What does water mean to you? To us, water means hydration and that everyone has the right to access clean drinkable water.
It can certainly mean differently to others. In farming, water can mean irrigation, productivity and outcome. In religious practice, water can be a holy element. In nature, the water cycle is the most important ecosystem service. Water has multidimensional value but all in all, water is life. It is a precious and critical resource that must be conserved.
We cannot live without water and yet we often fail to understand that it is a finite resource. Some of us are privileged enough to have water running down through our tap where we can simply switch it on and off, day and night.
Unfortunately, this is not the case for about 2.2 billion people who are living without access to safe water. Some may have to walk miles and carry gallons of water everyday just to bring clean water to their families.
In this World Water Day 2021, we would like to raise awareness on the global water crisis and let’s be more conscious with how we use our water.
Water is a huge topic and there are a plethora of issues around water – pollution, scarcity, infrastructure, conflict, climate change, and so on. But now we are going to talk about an issue that is close to our heart, the water crisis that happened in our hometown, Bali.
In 2019, the island was running out of water as monsoon rains delayed and the demand for water remained high with over six million tourists coming in that year. A report by Indonesia’s Environmental Protection Agency stated that 260 out of 400 rivers in Bali had run dry. It also reported that Bali’s biggest water reserve, Lake Buyan, had dropped by 3.5 meters and that some parts of the island were experiencing saltwater intrusion due to the falling water table.
Now, the question is what can we do to preserve this finite and valuable resource?
It is not rocket science.
There are myriad ways we can do to save water at home. Here we have compiled a few tricks that you and I can easily adopt to save water around the house – in the kitchen, in the bathroom, in the garden and others.

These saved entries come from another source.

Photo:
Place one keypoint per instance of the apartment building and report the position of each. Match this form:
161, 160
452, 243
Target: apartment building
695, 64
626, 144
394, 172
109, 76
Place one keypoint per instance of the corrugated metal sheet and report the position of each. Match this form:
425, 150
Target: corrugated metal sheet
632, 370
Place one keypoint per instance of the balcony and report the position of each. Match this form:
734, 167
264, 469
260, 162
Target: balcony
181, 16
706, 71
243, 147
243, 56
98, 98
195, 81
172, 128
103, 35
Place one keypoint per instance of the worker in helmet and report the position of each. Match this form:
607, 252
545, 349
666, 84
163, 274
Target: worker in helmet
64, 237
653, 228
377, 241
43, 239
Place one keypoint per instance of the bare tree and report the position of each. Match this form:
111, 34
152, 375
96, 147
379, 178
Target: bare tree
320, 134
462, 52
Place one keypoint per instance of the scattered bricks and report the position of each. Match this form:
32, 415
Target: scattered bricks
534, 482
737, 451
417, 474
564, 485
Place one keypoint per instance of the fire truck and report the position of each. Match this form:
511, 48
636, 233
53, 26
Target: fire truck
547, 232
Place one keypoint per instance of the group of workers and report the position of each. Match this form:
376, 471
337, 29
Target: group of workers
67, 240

Remember, our action matters and every single drop counts.
In the Kitchen
- Steaming your veggies uses less water compared to boiling and it also retains more nutrients.

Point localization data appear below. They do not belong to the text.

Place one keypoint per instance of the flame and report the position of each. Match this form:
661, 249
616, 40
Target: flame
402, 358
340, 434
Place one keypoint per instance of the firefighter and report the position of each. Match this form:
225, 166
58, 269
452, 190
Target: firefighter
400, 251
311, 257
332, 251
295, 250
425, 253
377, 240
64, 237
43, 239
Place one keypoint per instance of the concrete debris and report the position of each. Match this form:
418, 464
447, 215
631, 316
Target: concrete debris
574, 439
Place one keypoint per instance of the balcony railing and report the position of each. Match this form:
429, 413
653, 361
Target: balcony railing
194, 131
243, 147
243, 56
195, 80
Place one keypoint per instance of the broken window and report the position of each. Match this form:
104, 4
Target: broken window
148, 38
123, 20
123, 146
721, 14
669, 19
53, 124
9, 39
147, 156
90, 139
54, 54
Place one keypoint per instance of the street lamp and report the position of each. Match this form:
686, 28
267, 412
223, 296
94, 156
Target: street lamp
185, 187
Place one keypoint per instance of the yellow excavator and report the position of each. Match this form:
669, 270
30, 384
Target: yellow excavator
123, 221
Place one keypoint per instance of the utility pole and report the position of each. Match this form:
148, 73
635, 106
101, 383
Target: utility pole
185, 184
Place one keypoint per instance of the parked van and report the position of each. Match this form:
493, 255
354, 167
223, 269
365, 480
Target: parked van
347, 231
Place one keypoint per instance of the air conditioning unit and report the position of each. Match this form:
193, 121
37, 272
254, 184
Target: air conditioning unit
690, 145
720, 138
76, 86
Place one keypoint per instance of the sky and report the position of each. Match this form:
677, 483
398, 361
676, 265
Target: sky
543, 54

- If you are using the dishwasher at home, wait until you have a full load of dishes before using it.
In the Bathroom
- Turn off the tap while brushing your teeth or scrubbing your body.
- Wait until you have a full load of laundry before using the washing machine.
- Choose an eco-friendly toilet with a low flush option.
- Use the showers instead of bathtubs and save at least three gallons of water each time.
In the Garden
- Check for leaks in pipes, faucets and couplings. (Same thing with your bathroom, always check for leaks and fix them right away).
- Water your garden early in the morning or later in the evening to reduce evaporation.
- Watering your garden by hand uses 33 percent less water.
- Use water from rinsing rice or cooking vegetables to nourish your plants.
- Build a rainwater-harvesting unit if you’re up for something more advanced.